The app, called SecurePost, was created by members of the Center for Information Technology and Society at UC Santa Barbara, a network of scholars and researchers on campus whose self-proclaimed mission is to understand and help shape the complex development, use, and social effects of information technologies.

According to its developers, the main purpose of SecurePost is to provide minority and political dissident groups under an authoritarian government a way to communicate securely and anonymously, mostly on social media.

“We wanted to find a way to solve the dilemma of offering secure communication while also being able to verify if the communication is coming from a credible person,” said UCSB communications professor and CITS affiliate Miriam Metzger, who contributed to the project.

Inspired by the efforts of real-life social and political movements, SecurePost’s developers wanted to find a way to level the playing field for these groups in their struggle against oppressive governments.

“We did this in the wake of events like the Arab Spring revolution in which you saw a lot of governments tamp down on people’s ability to communicate,” said Metzger, citing the resistance groups in Egypt who used social media to organize the public as an example.  

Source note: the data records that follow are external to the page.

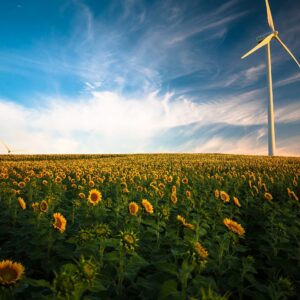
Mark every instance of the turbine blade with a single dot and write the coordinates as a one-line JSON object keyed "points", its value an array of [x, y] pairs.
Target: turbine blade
{"points": [[269, 16], [261, 44], [287, 50]]}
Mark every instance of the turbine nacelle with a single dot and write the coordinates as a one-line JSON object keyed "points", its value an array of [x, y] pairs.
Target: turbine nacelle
{"points": [[264, 41], [260, 38]]}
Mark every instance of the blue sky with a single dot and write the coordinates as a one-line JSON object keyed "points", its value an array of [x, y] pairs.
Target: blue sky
{"points": [[93, 76]]}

“People would communicate on Twitter, ‘we’re going to organize a protest against the government at this time; meet us here,’ but then people didn’t want to say that because the police would come arrest them,” explained Metzger.

Resistance groups faced a two-pronged dilemma. On one hand, group leaders needed to mobilize the public while protecting their identity from government surveillance. On the other hand, members of the public needed to know that the groups’ social media accounts were credible and had not been hijacked by the government.

Metzger and the rest of her development team break down how the app works in a paper published to the Journal of Internet Services and Applications back in November of 2018. In a nutshell, the app allows users to post to social network groups while still maintaining their anonymity.

Any online activity posted by someone on the app appears to the public as a post from the group page without giving away the person’s identity. “In this manner, a group is able to build a social media presence while retaining anonymity of its members,” states the paper.

Lastly, the app allows group members to attach a digital signature to their posts for verification, so readers can know that the information is coming from them and not government interference.

Prior to creating the app, members of the CITS team traveled to three different countries — Turkey, Mongolia, and Zambia — to meet with members of marginalized and politically oppressed communities. While these countries were not necessarily under oppressive regimes, they were in close to proximity to ones that were, such as China and Russia.

For Metzger, these trips not only helped the team better understand the needs of its intended users, but also broadened the scope of that user base as well.

“It definitely helped us better understand the different types of groups that could be in need of this application,” said Metzger. “We initially conceptualized political dissident groups as being people who would need to use this app, but we realized that there are other types of groups such as LGBT communities in these countries who cannot come out in the open and would want to communicate with each other in a secure way. They would also need this app.”

For Metzger and the rest of her team, SecurePost is only a microcosm of much more significant overarching political issues. While the application may end up being a valuable tool for oppressed groups in authoritarian regimes, there is still work to be done in addressing topics such as authoritarianism and freedom of speech around the world.

“While our work focuses on specific communities, not populations of countries as a whole, we believe examining the needs of communities particularly vulnerable to censorship provides a lens through which to understand some challenges to overcoming censorship more broadly,” reads the paper published to the Journal of Internet Services and Applications. “The ethics and permissibility of censorship is outside the scope of this work.”